I’ve got to figure out a way to gather these.
Not surprisingly, Howard shared what may be the best story of the night.The guys on the cover of this issue of the magazine had all been at the John Pence Gallery just one time before—more than a decade ago when they were being recruited as students. An amazing convergence that underscores both John Pence’s commitment to Wabash and Pat White’s point about Wabash students becoming “better than they’d ever imagined.” You see that in the lives of men like Hector and Hugo Mariscal, Ernie Vela, Anthony Avitia, and in the work that you can read about in this issue of the magazine.

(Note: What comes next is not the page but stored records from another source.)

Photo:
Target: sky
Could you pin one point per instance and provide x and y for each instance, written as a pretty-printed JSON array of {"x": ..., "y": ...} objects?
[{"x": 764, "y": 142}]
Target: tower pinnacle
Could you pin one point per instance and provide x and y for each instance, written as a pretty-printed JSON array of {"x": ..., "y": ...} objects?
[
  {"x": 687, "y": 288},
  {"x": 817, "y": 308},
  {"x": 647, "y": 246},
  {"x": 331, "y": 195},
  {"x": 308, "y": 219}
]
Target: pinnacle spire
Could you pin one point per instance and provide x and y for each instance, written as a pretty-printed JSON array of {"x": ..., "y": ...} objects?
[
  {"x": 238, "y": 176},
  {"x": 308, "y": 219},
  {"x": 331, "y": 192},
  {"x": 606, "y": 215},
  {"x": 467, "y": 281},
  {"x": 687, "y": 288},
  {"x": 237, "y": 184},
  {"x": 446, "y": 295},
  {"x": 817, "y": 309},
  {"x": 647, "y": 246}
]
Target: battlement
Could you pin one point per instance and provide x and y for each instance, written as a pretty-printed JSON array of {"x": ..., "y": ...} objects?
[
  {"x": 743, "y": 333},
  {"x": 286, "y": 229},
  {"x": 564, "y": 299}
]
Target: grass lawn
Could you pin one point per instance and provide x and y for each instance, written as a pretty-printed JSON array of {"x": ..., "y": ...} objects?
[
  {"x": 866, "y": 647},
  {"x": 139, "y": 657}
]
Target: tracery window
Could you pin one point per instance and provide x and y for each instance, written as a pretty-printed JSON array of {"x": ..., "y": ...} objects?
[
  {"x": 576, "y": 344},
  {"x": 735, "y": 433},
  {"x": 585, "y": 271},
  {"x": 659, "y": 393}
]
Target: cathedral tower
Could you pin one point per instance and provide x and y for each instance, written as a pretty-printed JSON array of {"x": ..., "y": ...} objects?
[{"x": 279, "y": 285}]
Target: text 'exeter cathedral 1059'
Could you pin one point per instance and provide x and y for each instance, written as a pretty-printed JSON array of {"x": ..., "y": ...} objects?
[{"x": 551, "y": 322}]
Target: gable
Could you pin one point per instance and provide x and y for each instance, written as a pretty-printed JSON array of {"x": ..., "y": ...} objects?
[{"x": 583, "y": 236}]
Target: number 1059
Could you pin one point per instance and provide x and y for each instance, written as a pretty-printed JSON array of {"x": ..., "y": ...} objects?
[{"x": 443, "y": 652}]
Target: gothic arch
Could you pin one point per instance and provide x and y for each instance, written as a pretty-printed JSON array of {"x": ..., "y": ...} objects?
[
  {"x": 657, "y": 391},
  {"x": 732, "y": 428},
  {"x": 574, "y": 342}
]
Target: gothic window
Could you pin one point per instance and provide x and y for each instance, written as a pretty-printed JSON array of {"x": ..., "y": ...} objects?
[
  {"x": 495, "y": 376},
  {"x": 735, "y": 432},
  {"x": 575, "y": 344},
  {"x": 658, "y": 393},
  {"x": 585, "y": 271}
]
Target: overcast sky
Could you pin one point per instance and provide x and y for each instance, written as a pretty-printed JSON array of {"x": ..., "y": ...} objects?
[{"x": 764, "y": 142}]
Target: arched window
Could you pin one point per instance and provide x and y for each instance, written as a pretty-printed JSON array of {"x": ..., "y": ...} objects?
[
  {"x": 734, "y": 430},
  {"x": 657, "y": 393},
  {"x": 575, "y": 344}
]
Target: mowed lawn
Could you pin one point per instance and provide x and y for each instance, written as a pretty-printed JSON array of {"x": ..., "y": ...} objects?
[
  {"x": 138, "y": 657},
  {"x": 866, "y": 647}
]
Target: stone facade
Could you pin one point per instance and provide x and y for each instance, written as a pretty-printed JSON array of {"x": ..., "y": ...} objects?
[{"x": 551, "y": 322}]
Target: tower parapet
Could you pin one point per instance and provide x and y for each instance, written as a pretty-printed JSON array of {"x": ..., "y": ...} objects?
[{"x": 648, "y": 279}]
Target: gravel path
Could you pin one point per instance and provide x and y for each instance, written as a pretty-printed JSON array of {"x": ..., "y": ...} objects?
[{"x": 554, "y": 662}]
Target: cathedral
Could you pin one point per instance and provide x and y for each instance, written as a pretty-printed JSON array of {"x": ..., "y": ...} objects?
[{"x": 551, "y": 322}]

Meeting men like these, you realize Wabash is so much more than a campus in Crawfordsville, so much more than four years in our students’ lives; and we have so much to learn from them.
“Where ever you go, Wabash goes with you” Pat White wrote in this issue of Wabash Magazine. That’s certainly been true for us on this trip. In this diverse and dynamic city 2,000 miles from Crawfordsville, in the not altogether unlikely confines of an art gallery celebrating American realism, those of us traveling from Wabash felt very much home, very much at Wabash.
But we didn’t bring Wabash with us — we met it here in these men.
In photos: Top right, Pence makes opening remarks. Center, Chris White talks about the warm reception she and the President have received on their visits. Lower left, Avitia, Mariscal, Vega, and Hewitt re-unite.